St. James Cathedral, on Wabash Avenue at Huron Street. The cathedral is the seat of the Episcopal Diocese of Chicago, and was built in 1857, then rebuilt in 1871 after the Great Chicago Fire burned everything except the bell tower and stone walls. The Samuel Nickerson House is on the right, and the John Hancock Center is in the background.










Businesses on Dearborn Street.










Buildings on Dearborn Street.










Noly Name Cathedral, on State Street at Superior Street. The Cathedral was built in 1874 for the Roman Catholic Diocese of Chicago.










In 1880, the Diocese of Chicago became an Archdiocese for the Catholic Church.










The ceiling of the cathedral is 70 feet high, and together with other aspects of the church, are meant to represent the Tree of Life.










Pope John Paul II celebrated Mass in Holy Name Cathedral during his visit in 1979.










Lawson YMCA, on Chicago Avenue. The Lawson YMCA was built in 1934.










Buildings on the corner of State Street & Chicago Avenue.

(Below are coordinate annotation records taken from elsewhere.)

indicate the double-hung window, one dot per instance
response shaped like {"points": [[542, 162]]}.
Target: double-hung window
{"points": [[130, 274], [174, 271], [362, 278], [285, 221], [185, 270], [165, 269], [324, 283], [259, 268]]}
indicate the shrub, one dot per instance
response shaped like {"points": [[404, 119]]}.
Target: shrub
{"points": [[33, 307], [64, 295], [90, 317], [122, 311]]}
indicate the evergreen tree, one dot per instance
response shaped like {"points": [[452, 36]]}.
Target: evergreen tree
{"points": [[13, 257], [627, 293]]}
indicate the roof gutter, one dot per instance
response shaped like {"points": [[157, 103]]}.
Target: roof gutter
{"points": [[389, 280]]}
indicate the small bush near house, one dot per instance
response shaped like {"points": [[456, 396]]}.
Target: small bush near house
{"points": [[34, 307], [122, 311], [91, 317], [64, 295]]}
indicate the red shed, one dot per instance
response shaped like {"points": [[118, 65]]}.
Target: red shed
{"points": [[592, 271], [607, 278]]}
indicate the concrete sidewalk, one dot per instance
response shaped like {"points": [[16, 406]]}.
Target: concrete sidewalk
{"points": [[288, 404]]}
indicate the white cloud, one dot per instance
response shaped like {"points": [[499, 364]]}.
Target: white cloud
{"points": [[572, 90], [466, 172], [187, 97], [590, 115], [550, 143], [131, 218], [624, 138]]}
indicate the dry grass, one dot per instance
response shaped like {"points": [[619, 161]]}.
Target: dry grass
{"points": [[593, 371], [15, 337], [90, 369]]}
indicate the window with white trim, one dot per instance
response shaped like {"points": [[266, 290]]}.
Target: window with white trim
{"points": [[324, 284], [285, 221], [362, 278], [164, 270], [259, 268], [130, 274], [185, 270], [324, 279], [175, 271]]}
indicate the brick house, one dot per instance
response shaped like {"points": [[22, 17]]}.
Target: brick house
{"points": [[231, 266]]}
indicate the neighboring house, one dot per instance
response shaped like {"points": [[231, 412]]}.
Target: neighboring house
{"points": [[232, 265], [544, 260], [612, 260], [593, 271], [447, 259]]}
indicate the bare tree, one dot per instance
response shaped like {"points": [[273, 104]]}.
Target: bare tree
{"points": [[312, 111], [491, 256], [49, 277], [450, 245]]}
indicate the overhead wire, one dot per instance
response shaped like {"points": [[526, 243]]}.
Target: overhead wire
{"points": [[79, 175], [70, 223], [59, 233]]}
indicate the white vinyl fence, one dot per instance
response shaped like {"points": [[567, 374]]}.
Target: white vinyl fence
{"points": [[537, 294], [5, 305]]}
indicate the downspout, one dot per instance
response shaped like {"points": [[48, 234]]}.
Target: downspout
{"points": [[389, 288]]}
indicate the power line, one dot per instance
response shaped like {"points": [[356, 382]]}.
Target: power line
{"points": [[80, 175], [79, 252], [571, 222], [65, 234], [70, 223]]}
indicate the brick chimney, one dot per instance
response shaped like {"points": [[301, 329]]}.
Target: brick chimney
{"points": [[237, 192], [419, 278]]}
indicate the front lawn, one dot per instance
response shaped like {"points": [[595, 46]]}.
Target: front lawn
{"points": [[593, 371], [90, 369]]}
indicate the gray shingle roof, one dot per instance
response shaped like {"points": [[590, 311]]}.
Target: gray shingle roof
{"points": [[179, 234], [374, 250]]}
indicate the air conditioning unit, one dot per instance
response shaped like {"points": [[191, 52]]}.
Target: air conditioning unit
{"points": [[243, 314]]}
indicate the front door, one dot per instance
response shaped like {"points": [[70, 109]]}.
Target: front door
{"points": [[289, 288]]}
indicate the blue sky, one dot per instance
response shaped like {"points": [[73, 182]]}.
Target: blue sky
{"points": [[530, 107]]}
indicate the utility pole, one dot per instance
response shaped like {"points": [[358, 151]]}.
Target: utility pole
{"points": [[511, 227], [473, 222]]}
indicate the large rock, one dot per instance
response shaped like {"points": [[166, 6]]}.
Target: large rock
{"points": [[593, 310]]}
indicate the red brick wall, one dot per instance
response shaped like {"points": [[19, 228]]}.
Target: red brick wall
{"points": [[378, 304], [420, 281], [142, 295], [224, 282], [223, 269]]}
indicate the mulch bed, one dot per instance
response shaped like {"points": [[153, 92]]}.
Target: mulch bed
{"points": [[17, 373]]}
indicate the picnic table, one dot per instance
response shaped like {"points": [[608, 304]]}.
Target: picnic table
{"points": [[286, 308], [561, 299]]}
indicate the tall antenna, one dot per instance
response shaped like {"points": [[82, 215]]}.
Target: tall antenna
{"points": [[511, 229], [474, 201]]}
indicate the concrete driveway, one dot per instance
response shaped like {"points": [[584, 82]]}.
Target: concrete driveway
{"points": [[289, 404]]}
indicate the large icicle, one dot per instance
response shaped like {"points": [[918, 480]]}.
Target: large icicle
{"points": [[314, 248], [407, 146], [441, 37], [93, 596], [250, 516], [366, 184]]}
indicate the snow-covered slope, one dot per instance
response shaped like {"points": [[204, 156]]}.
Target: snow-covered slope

Buildings on Huron Street at State Street.










Excalibur, a bar at Dearborn & Ontario Streets. The building was originally the home of the Chicago Historical Society, and was built in 1892.










Looking west down Ontario Street. The Rock N Roll McDonald's is in the background. The Rock N Roll McDonald's was opened in 1983 and is one of the busiest McDonald's locations in the nation. The flagship location includes a two-lane drive-through, and a Rock & Roll exhibit.










The old Tree Studios buildings, at the corner of State & Ontario Streets. The original part of the building, on the right, was constructed in 1894, and one of the additions, on the left, was constructed in 1913. The Tree Studios were built to be a home for artists.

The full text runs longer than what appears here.